Secondly, averaging is a bad idea because it distorts your asset mix in a way that is against your own intent. There is a big concentration risk that you run when you keep averaging your position. If you bought a stock at Rs.100 and the stock went down to Rs.80, the normal tendency is to average the stock. That may bring down your average cost to Rs.90 but in the process you are increasing the proportion of that stock in your overall portfolio. Try to expand this logic to sectors and themes. If you persist on averaging your positions, then you may end up being excessively exposed to a particular industry or theme and your entire portfolio performance may become contingent on that one factor. That is too much of a concentration risk.

Thirdly, when the price of a stock falls, it probably is sending out a very important signal. When Kingfisher stock started falling, the problems of liquidity and defaults were already well known. Yet people kept buying or holding on to the stock in the hope that it would bounce. Eventually, the company folded and the stock became worthless Listen to the market signals keenly! By averaging we end up treating cheese and chalk in the same manner. Buying a stock just because it is falling is a bad idea because we are then ignoring the message the market is trying to send across.
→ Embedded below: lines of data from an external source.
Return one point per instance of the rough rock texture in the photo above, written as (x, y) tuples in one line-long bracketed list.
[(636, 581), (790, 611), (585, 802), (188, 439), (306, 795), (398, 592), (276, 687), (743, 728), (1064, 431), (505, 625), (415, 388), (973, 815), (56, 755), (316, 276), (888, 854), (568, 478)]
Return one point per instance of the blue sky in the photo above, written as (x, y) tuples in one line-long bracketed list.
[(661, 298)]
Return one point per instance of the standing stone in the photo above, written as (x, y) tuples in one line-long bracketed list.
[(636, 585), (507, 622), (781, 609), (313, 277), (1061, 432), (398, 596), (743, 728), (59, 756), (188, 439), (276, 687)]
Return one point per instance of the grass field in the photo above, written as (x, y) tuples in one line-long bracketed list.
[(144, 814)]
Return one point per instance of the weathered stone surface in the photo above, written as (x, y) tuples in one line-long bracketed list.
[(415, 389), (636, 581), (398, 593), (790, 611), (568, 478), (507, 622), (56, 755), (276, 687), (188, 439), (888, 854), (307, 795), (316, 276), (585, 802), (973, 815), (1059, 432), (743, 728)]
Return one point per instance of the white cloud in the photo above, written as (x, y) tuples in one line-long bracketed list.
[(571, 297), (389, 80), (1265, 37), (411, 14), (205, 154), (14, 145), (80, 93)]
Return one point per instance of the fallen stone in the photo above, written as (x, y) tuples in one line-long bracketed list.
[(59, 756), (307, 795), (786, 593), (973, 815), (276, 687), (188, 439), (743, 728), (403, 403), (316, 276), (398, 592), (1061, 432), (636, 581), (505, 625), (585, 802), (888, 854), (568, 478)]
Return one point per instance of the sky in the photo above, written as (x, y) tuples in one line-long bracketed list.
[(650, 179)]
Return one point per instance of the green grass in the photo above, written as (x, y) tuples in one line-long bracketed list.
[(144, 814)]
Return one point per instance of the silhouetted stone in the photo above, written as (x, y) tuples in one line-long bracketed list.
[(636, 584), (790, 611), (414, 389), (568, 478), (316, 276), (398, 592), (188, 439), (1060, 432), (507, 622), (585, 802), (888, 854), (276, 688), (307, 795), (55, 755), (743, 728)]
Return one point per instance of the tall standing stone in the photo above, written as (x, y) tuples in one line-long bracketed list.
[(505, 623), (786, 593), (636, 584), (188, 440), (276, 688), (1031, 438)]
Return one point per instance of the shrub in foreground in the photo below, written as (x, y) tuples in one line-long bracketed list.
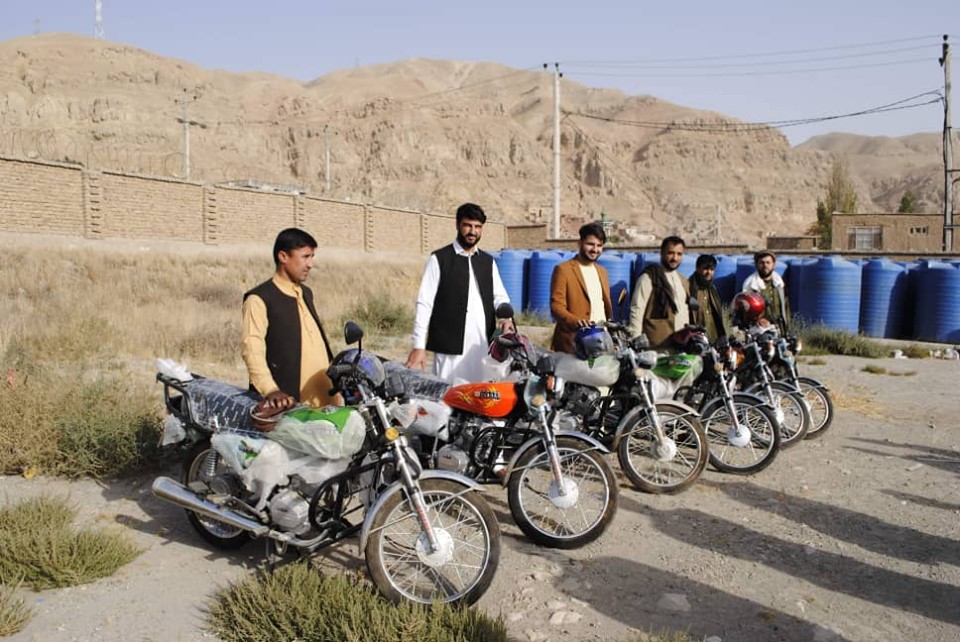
[(298, 603), (40, 547), (14, 614)]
Having understood the need to cut losing positions, let us come to the point of holding on to your winning positions. The average star trader also gets only 35-40% of his trading calls bang on target. We are talking of the best of traders and not the average trader on the street. If you keep booking early profits on your winning positions then you will never be able to earn enough to compensate for the risks of stop losses and bad calls. Remember the case of Eicher Motors! Instead of jumping in and out of a stock, as well hold on to it for the long term at least as long there is earnings visibility in the stock.

We all talk of long term but few of us really act long term or think long term. Equities always create value in the long run. But for that it is very important that you hold on to stocks long enough and more importantly you hold on to the right stocks. Remember, behind every stock that is a company so try to understand the company. Has the company build any entry barriers; has it some disruptive product or idea; does the company enjoy inordinately high margins, growth or ROE? These questions can help you decide when to hold on to winning trades. If the company is seen to be creating long term value or if it is grossly disrupting the industry then you can always hold on for much longer. Jumping in and out is expensive and not tax smart. Of course, beware the trap of cyclicals but there are enough stocks going around in the market that are worthy players.

Lastly, there appears to be confusion among many investors. On the one hand we keep telling about keeping liquidity available and on the other hand we ask investors to hold on for the very long run. Where is the trade-off? How do you reconcile the need to stay liquid with the need to hold on to your winning positions? The answer lies in trailing stop profits or rolling stop losses. The stop loss at a point transforms into a stop profits, which becomes your worst case protection. That is an effective way to balance these two contraries.